Feeling Out of Place Among People Your Age
This one hurts more than I admit. Everyone around me seems to be building careers, dating freely, having kids, traveling, achieving new things. It makes me feel disconnected, like I’m watching life happen from the outside. I am living on a very different timeline, and while I know it’s not important in the scheme of things, the world we live in tells us otherwise. There is a career clock, a buying a house clock, a very real biological clock, and all of these are measured as successful when you beat it. It’s tough not knowing if, or when, I’ll get there.
This is a very real problem that I am working on in therapy. Whenever something good happens, like a moment of excitement, a physical and mental equilibrium, my first instinct is to brace for the next setback. That’s been the pattern for so much of my life that expecting the worst has started to feel like a form of protection. I’m trying to unlearn that. I’m trying to let myself enjoy things without immediately preparing for everything to fall apart. Even though I’m proud of my strength and the person I’ve become through all of this, it’s still hard not to wonder what my life would look like without all of this.
Living a Double Life
There’s the version of me the world sees: the one who smiles, posts photos, goes to work, makes it through the day, socializes, travels. Then there’s the version that exists behind closed doors: exhausted, overwhelmed, struggling to hold it all together. I am ridiculously good at hiding things.

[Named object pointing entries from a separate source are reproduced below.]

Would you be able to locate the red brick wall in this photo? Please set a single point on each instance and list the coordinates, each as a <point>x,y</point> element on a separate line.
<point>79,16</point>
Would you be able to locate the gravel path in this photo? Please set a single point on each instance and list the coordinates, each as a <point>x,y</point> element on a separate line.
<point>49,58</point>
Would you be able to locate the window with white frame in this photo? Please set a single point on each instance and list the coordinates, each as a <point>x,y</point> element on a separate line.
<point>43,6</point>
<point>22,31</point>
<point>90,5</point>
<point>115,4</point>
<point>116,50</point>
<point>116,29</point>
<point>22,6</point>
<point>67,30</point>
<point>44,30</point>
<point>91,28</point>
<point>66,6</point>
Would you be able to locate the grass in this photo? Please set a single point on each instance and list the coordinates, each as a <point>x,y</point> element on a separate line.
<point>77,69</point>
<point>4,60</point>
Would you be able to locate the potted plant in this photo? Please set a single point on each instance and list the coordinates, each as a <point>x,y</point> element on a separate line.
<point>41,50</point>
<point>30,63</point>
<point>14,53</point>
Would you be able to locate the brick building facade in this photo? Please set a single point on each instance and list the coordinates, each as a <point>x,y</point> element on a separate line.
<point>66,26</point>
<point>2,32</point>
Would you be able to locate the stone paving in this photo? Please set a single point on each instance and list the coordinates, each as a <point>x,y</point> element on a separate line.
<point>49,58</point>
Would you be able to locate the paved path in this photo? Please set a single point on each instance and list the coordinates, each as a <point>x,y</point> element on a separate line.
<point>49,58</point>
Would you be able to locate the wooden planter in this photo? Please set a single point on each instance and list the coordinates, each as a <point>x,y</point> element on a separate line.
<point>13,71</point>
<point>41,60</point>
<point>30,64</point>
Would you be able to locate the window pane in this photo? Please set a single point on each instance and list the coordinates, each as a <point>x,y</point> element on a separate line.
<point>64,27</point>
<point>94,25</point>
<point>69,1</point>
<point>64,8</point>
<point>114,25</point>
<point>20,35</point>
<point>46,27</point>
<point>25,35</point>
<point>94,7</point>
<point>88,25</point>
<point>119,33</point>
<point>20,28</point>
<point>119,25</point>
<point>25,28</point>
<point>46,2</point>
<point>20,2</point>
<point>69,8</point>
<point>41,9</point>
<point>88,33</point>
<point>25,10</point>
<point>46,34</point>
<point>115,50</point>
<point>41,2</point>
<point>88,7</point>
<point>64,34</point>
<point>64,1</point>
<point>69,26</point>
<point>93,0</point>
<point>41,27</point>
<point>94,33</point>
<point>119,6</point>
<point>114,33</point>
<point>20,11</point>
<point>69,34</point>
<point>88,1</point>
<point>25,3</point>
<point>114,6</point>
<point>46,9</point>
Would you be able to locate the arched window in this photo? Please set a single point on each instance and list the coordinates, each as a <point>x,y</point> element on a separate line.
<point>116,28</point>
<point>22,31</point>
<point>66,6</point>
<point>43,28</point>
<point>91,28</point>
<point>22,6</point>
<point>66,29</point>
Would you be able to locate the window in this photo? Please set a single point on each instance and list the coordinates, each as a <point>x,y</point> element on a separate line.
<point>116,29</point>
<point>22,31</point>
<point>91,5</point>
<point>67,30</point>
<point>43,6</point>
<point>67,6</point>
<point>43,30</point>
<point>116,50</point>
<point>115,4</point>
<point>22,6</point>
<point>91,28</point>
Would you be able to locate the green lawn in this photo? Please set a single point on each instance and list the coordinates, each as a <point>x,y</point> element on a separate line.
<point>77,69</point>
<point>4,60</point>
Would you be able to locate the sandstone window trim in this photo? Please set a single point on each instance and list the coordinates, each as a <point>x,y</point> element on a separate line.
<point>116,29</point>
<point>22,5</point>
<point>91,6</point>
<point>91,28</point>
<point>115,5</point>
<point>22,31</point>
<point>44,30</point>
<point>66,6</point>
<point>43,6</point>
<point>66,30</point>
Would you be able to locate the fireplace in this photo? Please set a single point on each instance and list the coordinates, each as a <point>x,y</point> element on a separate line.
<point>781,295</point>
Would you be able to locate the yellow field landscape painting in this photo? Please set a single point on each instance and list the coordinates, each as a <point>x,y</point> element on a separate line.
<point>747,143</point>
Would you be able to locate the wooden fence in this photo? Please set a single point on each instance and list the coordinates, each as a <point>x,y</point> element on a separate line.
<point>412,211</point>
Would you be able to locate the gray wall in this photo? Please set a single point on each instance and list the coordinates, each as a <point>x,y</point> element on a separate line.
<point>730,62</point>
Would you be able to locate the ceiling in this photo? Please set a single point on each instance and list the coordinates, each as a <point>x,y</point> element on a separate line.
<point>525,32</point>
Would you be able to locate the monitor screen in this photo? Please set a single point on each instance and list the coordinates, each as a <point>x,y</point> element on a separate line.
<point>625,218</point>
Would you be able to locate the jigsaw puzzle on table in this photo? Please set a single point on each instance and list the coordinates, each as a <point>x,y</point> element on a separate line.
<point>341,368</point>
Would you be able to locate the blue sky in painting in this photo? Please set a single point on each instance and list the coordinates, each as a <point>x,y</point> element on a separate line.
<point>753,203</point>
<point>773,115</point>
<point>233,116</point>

Chronic illness creates this strange identity crisis. Most people never see the real cost of the good moments because they happen only after hours of recovery, pain, pushing through symptoms, or simply having a better day than yesterday. Don’t I get to have good days, too?
A Final Thought
Sharing my complex thoughts doesn’t mean my life is only ever this way. I still laugh. I still enjoy moments with people I love. I still find pockets of bliss, even when my body is fighting me. I will never not embrace these moments or the good days.
I’ve found these conversations are easier for me to express through writing. It feels safer, calmer, and more honest than trying to say them out loud.
I need to remind myself that these realities don’t erase the good in my life or define every piece of who I am. They’re just simply the parts you don’t always see and I promised myself I’d be honest and real if I was going to start this “public diary”.
Maybe one day I can be more vulnerable in the presence of others, but for now, I am healing my younger self and after decades of keeping it pushed down, I feel myself breathing again.
Thanks for reading.


Comments
One response to “The Hard Truths: Hidden Realities of My Chronic Illness”
Absolutely raw and beautiful at the same time. Learning to face the limitations while reminding yourself that there is joy, will be the bravest parts of your journey. Keep expressing, and feeling and loving – a gift for us all.